The absence of love
Published June 01, 2012 12:00
Godsgift was sitting in a little chair on the porch of a nice concrete house, nice according to Liberian standards. Concrete and freshly whitewashed, it had a porch and some sort of nice floor covering inside. I noticed a big case of bottles that said Monrovia Brewery on the side and coolers and an ice chest inside the house. I knew it must be a party house.
Back to little Godsgift. His mother, not mentally stable, did not breastfeed him as a baby. He became severely malnourished and sick. Two-year-old Godsgift stays with his auntie. Marcus, our medicine program director, asked her some questions about the boy as we sat on the porch. She told Godsgift to stand. When he stayed sitting, she demanded, “Stand up!” She turned to us and said, “When I talk to him, he can do it if he tries hard.” She forced him to stand, but his spindly legs could not hold him. He started to cry. Finally the aunt gave him a stick to hold on to, but still he could not stand alone. He was too weak. Finally she helped him grab hold of the cooler beside his chair, and he stood that way. Marcus told her to please let him sit down.
This entire time, little Godsgift was crying, heart wrenching cries that came from deep inside his little body. And then something else happened. I was horrified with what I saw. I looked away and then looked again to make sure it was true. Blood was coming out of the corners of his little mouth.
“Marcus,” I said, “look, he’s bleeding.”
He saw it too. “So why the boy bleeding?” he asked the auntie.
“That sore caused that. Sore in his stomach.”
She dug an old bottle of some sort from a nearby table and poured some of the substance into the cap and gave it to Godsgift. Then she took his oversized green shirt and wiped the blood from the corners of his mouth. Every once in a while Godsgift would lift a filthy hand to his running nose and try to wipe it. But he smeared it all up. It was a mess.
Eventually the auntie left after Marcus told her how to prepare the Herbalife nutritional milk he had brought for Godsgift. We stayed there on the porch for a while longer and then I went over to the little boy and sat on the same cooler he had been holding on to earlier. I held out my hand, and Godsgift grabbed hold of my little finger.
Finally I pulled my hand away, and we left, but when I walked away in that sandy Liberian soil I couldn’t pull my heart away and I still can’t. I came home and kept thinking about Godsgift while I ate my lunch of cold rice and potato greens, and then Dorothy, our orphan program director’s wife, stopped by my office. I told her about Godsgift.
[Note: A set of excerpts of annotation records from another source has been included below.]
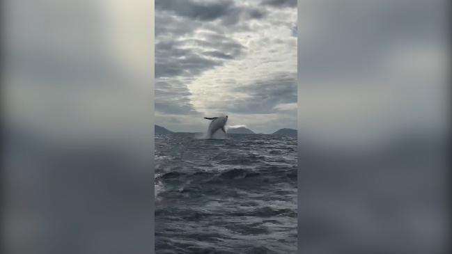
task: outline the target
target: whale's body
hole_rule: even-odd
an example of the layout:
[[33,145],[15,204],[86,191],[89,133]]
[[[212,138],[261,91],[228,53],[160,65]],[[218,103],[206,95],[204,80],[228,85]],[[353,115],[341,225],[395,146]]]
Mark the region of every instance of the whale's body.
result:
[[209,125],[209,128],[207,131],[207,138],[212,138],[212,136],[217,130],[221,129],[225,134],[226,130],[224,129],[224,125],[226,125],[226,122],[228,121],[228,116],[221,116],[216,118],[204,118],[208,120],[212,120],[210,124]]

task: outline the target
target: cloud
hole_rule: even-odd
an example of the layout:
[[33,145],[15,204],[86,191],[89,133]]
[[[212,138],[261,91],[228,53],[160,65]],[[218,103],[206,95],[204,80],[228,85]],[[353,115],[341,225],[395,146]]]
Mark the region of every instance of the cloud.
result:
[[263,5],[273,7],[297,7],[297,0],[265,0]]
[[211,22],[224,19],[226,24],[238,22],[239,19],[230,17],[260,19],[265,16],[265,11],[257,8],[238,7],[233,1],[194,1],[191,0],[159,0],[155,1],[157,11],[168,11],[177,16],[189,19]]
[[256,81],[238,86],[235,92],[245,93],[242,100],[233,100],[227,110],[241,113],[270,113],[281,104],[297,102],[297,76],[295,73],[279,73],[269,79]]
[[228,125],[228,129],[237,129],[237,128],[247,128],[245,125]]
[[267,3],[156,1],[155,110],[162,125],[187,131],[199,125],[185,115],[270,114],[276,104],[296,102],[296,9]]

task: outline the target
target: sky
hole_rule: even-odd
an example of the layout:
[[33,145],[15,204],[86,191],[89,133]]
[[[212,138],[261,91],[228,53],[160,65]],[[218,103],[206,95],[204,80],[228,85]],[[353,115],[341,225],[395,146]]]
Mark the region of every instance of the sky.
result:
[[297,15],[295,0],[156,0],[156,124],[297,129]]
[[447,132],[448,4],[299,1],[299,140],[343,148]]
[[154,43],[146,0],[8,1],[5,114],[51,135],[140,140],[154,123],[205,131],[219,113],[313,139],[437,132],[448,3],[157,0]]

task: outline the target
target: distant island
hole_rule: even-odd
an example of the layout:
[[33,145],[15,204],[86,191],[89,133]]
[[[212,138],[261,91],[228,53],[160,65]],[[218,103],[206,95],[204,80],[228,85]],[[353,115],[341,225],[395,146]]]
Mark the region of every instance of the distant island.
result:
[[256,134],[254,132],[245,127],[228,129],[226,133],[228,134]]
[[273,135],[290,136],[297,137],[297,130],[295,129],[283,128],[273,132]]
[[[228,129],[226,132],[228,134],[256,134],[254,132],[245,127]],[[171,134],[182,134],[182,133],[185,132],[173,132],[165,127],[155,125],[156,134],[167,135]],[[196,133],[192,133],[192,134],[202,134],[202,132],[199,132],[199,133],[196,132]],[[259,134],[263,134],[259,133]],[[274,132],[273,134],[272,134],[272,135],[289,136],[297,137],[297,130],[295,129],[283,128]]]
[[173,132],[169,130],[165,127],[155,125],[155,134],[171,134]]

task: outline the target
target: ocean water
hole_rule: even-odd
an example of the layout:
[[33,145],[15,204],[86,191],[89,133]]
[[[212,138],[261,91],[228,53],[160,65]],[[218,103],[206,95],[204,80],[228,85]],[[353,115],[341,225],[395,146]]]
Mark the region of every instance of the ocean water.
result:
[[297,253],[297,138],[155,136],[156,253]]

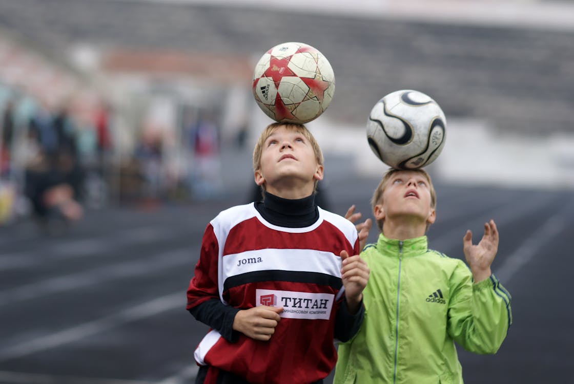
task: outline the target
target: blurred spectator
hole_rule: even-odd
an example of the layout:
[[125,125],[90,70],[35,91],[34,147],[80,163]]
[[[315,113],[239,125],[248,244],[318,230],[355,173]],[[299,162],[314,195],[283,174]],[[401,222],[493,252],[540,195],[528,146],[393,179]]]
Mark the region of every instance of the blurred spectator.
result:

Dorothy said, “You know, Gloria, it’s not the first time there’s been a very malnourished child in that community.”
“I know,” I said. We looked at each other and without saying a word, we both knew exactly what the other was thinking. It’s been over a year now that a malnourished baby had died because someone failed to properly care for him. Someone had not given him the milk that Christian Aid Ministries supplied.
But this is another child, another time. And maybe his auntie will give him the Herbalife and he will get better. I hope so. But even if the little fellow gets Herbalife, it won’t heal him completely. It might heal his body, but it won’t heal the part of him that is crying out for something more than nutritional milk. Something called love.
Herbalife might give him a spark in his eyes and some fat on his little skinny bones. But it won’t deafen his ears to abusive language, it won’t stop him from trying to do things his auntie tells him to do, because the alternative—emotional and verbal abuse—is worse than the pain of obeying even if it makes him cry until blood comes from the corners of his mouth.
And that’s the image I can’t shake from my memory. When I close my eyes, I can still see it. Red blood coming from the corners of a little boy’s mouth. The image won’t leave my mind; it haunts me tonight and makes me cry.
Please pray with me for Godsgift, a little boy on Marshall Road in Liberia, West Africa.